Herald rating: * *
An anatomy of a disintegrating marriage, this is the work of French director Francois Ozon, who made the promising but ultimately very silly Swimming Pool (in this film's final scene he recycles swimming as a metaphor for romance). The trick is that the story is told in reverse: the opening cold and perfunctory divorce hearing is the first of five vignettes (hence the title) that will take us back to the lovers' meeting.
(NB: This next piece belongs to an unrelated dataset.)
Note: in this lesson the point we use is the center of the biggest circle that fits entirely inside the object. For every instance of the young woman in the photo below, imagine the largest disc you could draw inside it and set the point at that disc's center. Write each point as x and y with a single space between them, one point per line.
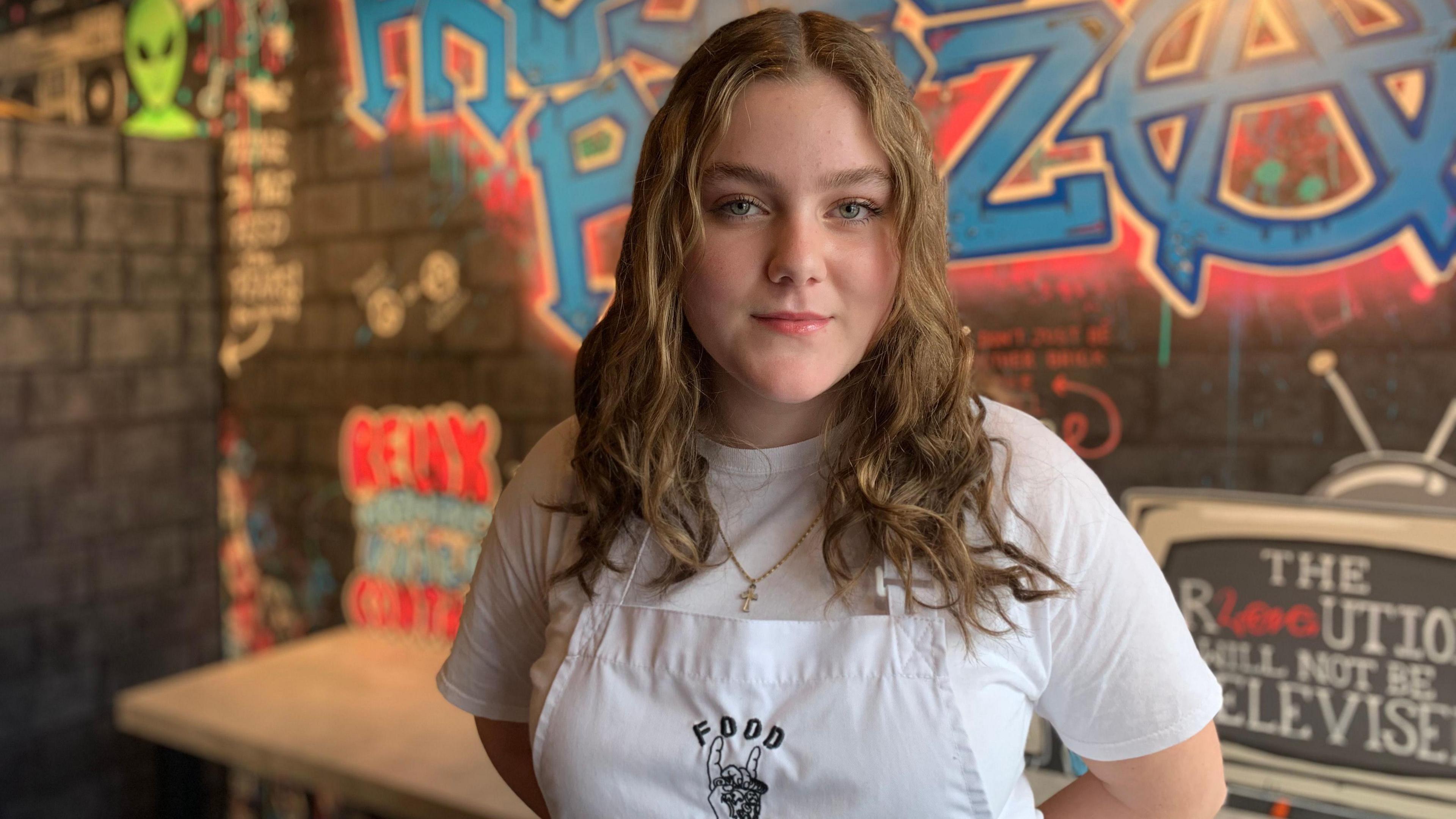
691 598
The reverse narrative is no novelty since the gimmicky Memento and the heartrending Irreversible. The latter film explores the same territory as this one but does so with a tragic potency because the director makes us feel that there's something at stake. By contrast, the emotional lives of Gilles (Freiss) and Marion (Bruni-Tedeschi) remain a virtual mystery to us, hinted at only in throwaway comments or hooded glances.
The film purports to be a sort of romantic mystery in which we engage in something like emotional forensics as we realise the inevitability of the first (last) scene. The problem is that the characters are, respectively, impossible to like or believe.
Gilles is an odious, self-centred emotional adolescent (some women may think this rings true) and, though the very watchable Bruni-Tedeschi tries hard to make Marion breathe, she drowns in a mid-film wedding-night scene that is laughably implausible.
Rejigged into chronological order, this is a bland and rather banal story, a cold and comfortless study of curdled expectation. "Nobody won," one character says to another at the start (end). "It's just over." Problem is, it's just beginning.
CAST: Valeria Bruni-Tedeschi, Stephane Freiss Director: Francois Ozon
RUNNING TIME: 90 minutes
RATING: R18 (violence, offensive language, drug use, sex
SCREENING: Rialto
VERDICT: An anatomy of a marriage told in reverse is rather banal because the emotional lives of its two lovers remain a mystery.